Par ailleurs, l’Organisation des Nations unies (ONU) a rappelé à plusieurs reprises que le droit
international relatif aux droits humains interdisait l’imposition obligatoire de la peine de mort, même
pour les crimes les plus graves.

La Mauritanie n’a procédé à aucune exécution depuis 1987. Elle a ratifié de nombreux traités
internationaux concernant les droits humains, y compris le Pacte international relatif aux droits civils
et politiques (PIDCP), la Convention contre la torture et la Charte africaine des droits de l’homme et
des peuples, qui protègent le droit à la vie. L’adoption d’un texte qui rend la peine capitale obligatoire
pour certaines infractions liées à l’apostasie est un véritable retour en arrière, qui éloigne la
perspective d’une abolition.

Cette adoption semble être en lien avec le cas du blogeur Mohamed Cheikh Ould Mkhaïtir. En 2014,
un tribunal de Nouadhibou a condamné cet homme à mort pour apostasie, en vertu de l’article 306,
parce qu’il avait publié sur Internet un article dénonçant le fait que la religion serve à légitimer les
pratiques discriminatoires dont est victime la caste des forgerons, à laquelle il s’identifie.
Cependant, le 9 novembre 2017, la cour d’appel de Nouadhibou a ramené sa peine à deux ans
d’emprisonnement et l’a assortie d’une amende, après avoir reconnu qu’il s’était repenti. Une semaine
plus tard, le Conseil des ministres a approuvé le projet de loi visant à abroger et remplacer
l’article 306.

Étant donné que Mohamed Cheikh Ould Mkhaïtir avait déjà passé près de trois ans en détention au
moment où la cour d’appel a commué sa peine, il aurait dû être libéré. Or, il est toujours détenu au
secret. Le 2 mai 2018, les autorités mauritaniennes ont informé le Comité pour l’élimination de la
discrimination raciale (CERD) que cet homme était « en détention administrative pour sa propre
sécurité ».

Tout au long de la procédure engagée à l’encontre de Mohamed Cheikh Ould Mkhaïtir, des milliers de
manifestants sont descendus dans la rue, notamment à Nouakchott et Nouadhibou, pour réclamer sa
condamnation à mort et son exécution. Pendant sa détention, Mkhaïtir a continué à recevoir des
menaces de mort. Sa famille, ses amis et ses sympathisants en ont aussi reçu.

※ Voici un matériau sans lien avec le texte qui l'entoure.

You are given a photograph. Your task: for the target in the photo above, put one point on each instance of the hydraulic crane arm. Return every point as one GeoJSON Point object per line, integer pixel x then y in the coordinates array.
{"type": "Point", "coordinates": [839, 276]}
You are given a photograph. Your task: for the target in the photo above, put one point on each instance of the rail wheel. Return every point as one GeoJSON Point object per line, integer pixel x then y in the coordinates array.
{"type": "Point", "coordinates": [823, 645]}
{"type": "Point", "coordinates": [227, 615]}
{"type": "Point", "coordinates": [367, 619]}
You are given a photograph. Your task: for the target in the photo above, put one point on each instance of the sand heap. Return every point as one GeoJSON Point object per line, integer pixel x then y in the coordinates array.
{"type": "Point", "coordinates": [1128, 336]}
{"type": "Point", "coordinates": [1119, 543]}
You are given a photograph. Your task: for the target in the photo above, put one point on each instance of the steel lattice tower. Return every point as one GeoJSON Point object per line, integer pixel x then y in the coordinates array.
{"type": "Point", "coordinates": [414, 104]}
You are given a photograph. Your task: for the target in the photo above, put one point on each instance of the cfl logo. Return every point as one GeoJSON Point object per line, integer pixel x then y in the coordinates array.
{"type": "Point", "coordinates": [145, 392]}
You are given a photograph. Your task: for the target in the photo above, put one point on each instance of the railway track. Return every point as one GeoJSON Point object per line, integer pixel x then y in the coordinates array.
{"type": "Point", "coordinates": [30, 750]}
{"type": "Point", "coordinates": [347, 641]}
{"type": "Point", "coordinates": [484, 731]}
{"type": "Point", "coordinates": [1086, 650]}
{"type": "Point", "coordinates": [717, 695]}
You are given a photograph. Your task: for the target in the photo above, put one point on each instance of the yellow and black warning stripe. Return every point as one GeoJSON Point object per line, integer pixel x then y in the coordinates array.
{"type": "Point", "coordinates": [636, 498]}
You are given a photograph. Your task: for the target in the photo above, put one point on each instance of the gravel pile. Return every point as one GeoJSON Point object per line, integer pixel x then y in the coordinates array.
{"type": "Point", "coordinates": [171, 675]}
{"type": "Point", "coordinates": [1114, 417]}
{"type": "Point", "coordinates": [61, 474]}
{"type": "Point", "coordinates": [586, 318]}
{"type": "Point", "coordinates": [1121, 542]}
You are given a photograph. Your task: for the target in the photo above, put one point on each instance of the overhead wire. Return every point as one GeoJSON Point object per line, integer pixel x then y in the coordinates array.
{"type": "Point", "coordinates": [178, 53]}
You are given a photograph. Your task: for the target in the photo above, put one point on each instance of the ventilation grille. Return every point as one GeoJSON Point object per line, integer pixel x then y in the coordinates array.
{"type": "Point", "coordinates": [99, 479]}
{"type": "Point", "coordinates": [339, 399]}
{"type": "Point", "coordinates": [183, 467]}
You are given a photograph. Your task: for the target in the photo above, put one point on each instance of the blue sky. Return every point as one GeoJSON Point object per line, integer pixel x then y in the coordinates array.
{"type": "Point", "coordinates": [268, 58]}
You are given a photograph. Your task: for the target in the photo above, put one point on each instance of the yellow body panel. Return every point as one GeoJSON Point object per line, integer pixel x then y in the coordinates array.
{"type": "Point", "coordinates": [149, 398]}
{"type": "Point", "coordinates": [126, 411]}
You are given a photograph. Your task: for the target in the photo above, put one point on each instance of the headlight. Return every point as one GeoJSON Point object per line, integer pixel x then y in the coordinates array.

Comme Mkhaïtir, d’autres Mauritaniens qui dénoncent ouvertement l’esclavage et la discrimination
dans leur pays risquent de subir des représailles, notamment d’être arrêtés arbitrairement, d’être
victimes de torture ou d’autres formes de mauvais traitements et de voir leurs activités ou leurs
organisations interdites.

 

ORGANISATIONS SIGNATAIRES :

Action des chrétiens pour l’abolition de la torture France, Amnesty International, Anti-Slavery
International, Association des femmes chefs de famille (Mauritanie), Association mauritanienne des
droits de l’homme (Mauritanie), Coalition mondiale contre la peine de mort, Comité pour la
protection des journalistes, Comité de solidarité avec les victimes des violations des droits humains
(Mauritanie), Ensemble contre la peine de mort, Fédération internationale des ligues des droits de
l’homme, Forum des organisations nationales des droits de l’homme en Mauritanie (Mauritanie),
Freedom Now, Groupe d’études et de recherches sur la démocratie et le développement économique
et social (Mauritanie), Human Rights Watch, Initiative de la résurgence du mouvement abolitionniste
(Mauritanie), Union internationale humaniste et éthique, PEN America, PEN International, Reporters
sans frontières, SOS Esclaves (Mauritanie), Touche pas à ma nationalité (Mauritanie)."